SURAU.CO – Abu Ali Muhammad al-Hassan ibnu al-Haitham, atau yang lebih terkenal luas sebagai Ibnu Haitham, merupakan salah satu tokoh paling cemerlang dalam sejarah peradaban Islam dan dunia. Lahir di Basra pada tahun 965 Masehi dan wafat di Kairo pada tahun 1039 Masehi, ia terkenal di Barat dengan nama Alhazen. Seorang polymath sejati, Ibnu Haitham menguasai berbagai bidang ilmu seperti sains, falak, matematika, geometri, pengobatan, dan filsafat. Penelitiannya yang mendalam tentang cahaya tidak hanya memicu perkembangan penting dalam sains optik, tetapi juga menginspirasi ilmuwan Barat terkemuka seperti Roger Bacon, Johannes Kepler, serta berkontribusi pada penciptaan mikroskop dan teleskop. Kontribusinya secara jelas menepis pandangan keliru yang sering menggambarkan Islam sebagai agama yang menghambat kemajuan ilmu.
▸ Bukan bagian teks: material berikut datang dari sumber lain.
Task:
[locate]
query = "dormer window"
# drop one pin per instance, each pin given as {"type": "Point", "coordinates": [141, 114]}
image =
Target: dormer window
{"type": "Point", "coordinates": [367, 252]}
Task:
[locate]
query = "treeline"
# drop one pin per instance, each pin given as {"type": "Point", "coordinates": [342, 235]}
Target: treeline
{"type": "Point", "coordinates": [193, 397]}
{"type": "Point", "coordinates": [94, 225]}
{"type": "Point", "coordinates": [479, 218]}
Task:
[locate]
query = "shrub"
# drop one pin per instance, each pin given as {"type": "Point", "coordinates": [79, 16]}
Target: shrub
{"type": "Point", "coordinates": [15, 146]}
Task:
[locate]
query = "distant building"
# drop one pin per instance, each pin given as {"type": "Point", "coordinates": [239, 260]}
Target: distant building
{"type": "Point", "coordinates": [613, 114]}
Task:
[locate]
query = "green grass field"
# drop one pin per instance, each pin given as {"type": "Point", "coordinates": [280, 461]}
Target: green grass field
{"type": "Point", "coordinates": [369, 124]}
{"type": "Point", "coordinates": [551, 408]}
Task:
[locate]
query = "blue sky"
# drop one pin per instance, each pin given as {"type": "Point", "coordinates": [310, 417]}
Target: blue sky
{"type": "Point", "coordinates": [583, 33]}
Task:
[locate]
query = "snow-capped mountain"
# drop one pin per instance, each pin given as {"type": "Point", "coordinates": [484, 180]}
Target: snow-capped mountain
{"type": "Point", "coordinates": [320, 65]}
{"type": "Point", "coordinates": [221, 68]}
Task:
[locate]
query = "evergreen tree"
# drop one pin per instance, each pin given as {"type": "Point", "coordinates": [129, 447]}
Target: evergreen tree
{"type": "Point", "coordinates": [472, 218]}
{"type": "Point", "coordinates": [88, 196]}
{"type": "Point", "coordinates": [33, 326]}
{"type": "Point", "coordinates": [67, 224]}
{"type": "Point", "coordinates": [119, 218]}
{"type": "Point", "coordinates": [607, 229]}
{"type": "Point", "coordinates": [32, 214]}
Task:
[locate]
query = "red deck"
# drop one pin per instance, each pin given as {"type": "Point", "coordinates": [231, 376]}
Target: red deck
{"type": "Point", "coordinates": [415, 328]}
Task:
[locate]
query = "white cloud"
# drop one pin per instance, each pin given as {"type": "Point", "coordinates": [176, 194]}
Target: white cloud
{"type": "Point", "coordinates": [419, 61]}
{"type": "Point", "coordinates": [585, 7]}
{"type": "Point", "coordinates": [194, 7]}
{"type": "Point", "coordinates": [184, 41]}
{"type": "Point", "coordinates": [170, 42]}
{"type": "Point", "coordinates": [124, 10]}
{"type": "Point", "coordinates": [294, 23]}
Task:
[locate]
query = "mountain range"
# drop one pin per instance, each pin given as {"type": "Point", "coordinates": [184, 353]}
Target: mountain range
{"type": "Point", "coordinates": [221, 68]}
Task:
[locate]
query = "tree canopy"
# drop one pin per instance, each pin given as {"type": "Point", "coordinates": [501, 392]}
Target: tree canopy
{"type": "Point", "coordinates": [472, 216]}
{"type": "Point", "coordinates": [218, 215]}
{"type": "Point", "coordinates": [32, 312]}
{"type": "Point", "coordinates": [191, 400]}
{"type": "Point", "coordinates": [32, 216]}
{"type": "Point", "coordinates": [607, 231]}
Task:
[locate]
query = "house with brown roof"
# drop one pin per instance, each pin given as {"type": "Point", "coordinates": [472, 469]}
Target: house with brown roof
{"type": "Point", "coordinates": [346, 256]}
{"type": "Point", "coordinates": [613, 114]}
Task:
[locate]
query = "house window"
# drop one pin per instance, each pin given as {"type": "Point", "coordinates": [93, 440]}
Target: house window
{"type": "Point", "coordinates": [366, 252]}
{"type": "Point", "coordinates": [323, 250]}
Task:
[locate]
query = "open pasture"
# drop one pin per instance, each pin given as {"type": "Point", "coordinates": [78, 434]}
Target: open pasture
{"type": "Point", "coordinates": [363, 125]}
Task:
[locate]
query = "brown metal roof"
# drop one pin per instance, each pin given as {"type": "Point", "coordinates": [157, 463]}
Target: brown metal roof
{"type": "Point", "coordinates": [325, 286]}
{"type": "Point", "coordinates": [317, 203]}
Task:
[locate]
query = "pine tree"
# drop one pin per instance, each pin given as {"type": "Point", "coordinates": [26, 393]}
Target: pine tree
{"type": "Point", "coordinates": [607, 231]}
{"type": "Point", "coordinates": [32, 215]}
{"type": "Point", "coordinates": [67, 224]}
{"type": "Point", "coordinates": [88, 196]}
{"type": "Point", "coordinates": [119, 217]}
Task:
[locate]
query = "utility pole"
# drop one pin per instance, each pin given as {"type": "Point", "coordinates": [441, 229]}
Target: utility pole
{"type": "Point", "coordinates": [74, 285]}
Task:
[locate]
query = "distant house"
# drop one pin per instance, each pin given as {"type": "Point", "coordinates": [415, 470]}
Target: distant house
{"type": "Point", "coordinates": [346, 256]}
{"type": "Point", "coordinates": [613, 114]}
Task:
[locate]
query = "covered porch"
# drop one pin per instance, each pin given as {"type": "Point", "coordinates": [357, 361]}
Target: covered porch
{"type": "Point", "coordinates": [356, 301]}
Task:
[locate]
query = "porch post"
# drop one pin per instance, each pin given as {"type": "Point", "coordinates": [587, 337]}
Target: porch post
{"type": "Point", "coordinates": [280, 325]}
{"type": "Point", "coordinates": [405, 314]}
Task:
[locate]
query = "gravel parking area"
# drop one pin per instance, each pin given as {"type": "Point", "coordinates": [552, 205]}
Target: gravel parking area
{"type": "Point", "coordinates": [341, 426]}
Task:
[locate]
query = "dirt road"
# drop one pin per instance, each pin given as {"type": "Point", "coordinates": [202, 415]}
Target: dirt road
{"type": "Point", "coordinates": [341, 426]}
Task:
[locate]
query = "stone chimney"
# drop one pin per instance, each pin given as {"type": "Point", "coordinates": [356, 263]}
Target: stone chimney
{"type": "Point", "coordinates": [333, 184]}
Masa Keemasan Intelektual Islam
Gambaran bahwa Islam adalah agama yang mundur dan tidak mendorong pengembangan ilmu pengetahuan adalah suatu kekeliruan besar. Sejarah justru menunjukkan hal yang sebaliknya. Dunia Islam telah melahirkan banyak sarjana dan ilmuwan luar biasa yang unggul dalam filsafat, sains, politik, kesusastraan, kemasyarakatan, agama, pengobatan, dan berbagai disiplin ilmu lainnya. Ciri menonjol para cendekiawan Muslim ini adalah kemampuan mereka menguasai ilmu pada usia muda, dan seringkali menguasai beberapa bidang ilmu secara bersamaan dalam waktu singkat. Seorang tokoh yang terkenal ahli dalam sains dan pengobatan, misalnya, juga memiliki keahlian tinggi dalam agama dan filsafat. Ibnu Haitham adalah representasi sempurna dari kejeniusan intelektual pada era keemasan Islam.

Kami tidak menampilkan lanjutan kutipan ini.